The German supermarket giant Aldi pulled all eggs off the shelf from their stores in Germany last week. Aldi followed in the footsteps of fellow German supermarket group REWE, who desired to give their clients “total transparency,” according to The Guardian.
As early as Aug. 3, 180 farms in the Netherlands were temporarily shut down and a criminal inquiry launched The Guardian reports. Authorities wish to understand the true scale of the contamination.
The insecticide in question is banned from use in the production of food for human consumption. Fipronil is commonly found in veterinary products that are used to treat fleas, lice and ticks. It is banned from use in animals that are either destined for human consumption, or whose byproducts are. Tests were drawn from chicken droppings, blood and eggs.

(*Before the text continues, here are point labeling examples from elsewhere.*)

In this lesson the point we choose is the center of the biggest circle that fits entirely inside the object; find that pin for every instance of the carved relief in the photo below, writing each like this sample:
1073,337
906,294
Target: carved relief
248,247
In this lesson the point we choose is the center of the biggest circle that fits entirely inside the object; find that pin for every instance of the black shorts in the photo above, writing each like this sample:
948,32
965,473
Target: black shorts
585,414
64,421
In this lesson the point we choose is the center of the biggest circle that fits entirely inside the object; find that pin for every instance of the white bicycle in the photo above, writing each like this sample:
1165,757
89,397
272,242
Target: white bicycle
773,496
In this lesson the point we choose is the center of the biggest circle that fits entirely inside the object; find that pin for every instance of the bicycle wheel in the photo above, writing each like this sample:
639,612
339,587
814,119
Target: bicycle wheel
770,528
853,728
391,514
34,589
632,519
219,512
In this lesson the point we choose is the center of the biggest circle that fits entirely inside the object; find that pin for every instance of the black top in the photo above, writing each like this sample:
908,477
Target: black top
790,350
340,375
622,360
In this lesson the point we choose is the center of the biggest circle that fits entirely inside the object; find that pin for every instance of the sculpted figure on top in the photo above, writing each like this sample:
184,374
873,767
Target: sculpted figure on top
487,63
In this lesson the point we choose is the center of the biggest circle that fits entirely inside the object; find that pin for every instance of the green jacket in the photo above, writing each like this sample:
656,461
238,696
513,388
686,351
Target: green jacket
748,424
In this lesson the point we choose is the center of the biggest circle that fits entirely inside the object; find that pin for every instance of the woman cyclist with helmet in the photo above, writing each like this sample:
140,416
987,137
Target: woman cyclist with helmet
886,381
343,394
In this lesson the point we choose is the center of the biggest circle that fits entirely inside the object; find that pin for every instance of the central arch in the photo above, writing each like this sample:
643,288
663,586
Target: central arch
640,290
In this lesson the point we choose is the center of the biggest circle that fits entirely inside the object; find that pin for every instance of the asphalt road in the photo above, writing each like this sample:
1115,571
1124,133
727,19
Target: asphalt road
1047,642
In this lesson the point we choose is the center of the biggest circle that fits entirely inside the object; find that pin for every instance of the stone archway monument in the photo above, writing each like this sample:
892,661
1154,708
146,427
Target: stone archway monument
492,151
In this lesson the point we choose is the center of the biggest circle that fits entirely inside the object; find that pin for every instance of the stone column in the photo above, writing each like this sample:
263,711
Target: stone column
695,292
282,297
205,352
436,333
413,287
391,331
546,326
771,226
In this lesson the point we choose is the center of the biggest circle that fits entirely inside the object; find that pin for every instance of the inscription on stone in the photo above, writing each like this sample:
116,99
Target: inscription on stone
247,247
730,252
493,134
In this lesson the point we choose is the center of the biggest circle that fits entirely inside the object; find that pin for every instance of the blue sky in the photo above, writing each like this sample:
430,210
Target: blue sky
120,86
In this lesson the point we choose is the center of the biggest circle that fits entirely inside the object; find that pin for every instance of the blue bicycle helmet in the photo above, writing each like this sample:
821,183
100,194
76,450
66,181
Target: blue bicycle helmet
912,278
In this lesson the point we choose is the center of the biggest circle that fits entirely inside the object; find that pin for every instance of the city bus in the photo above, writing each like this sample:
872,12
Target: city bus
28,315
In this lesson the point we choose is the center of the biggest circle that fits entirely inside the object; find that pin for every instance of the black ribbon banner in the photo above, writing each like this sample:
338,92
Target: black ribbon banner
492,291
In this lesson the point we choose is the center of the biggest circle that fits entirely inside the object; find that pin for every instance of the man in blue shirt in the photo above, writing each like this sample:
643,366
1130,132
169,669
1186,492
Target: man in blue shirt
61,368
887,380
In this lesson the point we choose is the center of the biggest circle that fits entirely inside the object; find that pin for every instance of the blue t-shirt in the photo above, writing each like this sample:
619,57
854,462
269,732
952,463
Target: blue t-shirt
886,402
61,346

According to the World Health Organization, when ingested, high levels of fipronil can harm a person’s kidneys, liver and thyroid glands over time.
The Netherlands is the largest egg producer in Europe and one of the largest egg exporters worldwide. The country produces 11bn eggs a year, more than half of which is exported, with Germany being the main importer.
Dutch food and product safety board, NVWA, has been criticized for its response and handling of the egg scandal. Confusing messages from the board officials reported first that there was no danger to human health. They then changed their tune to tell consumers to avoid eating eggs completely.
Previous reports, such as in Poultry World, suggest the illegal fipronil was mixed with a legal insecticide to improve effectiveness. The exact cause of the contamination is still unknown.
The NVWA has put forward a statement concluding the fipronil was used with a detergent to clean chicken pens to fight red lice.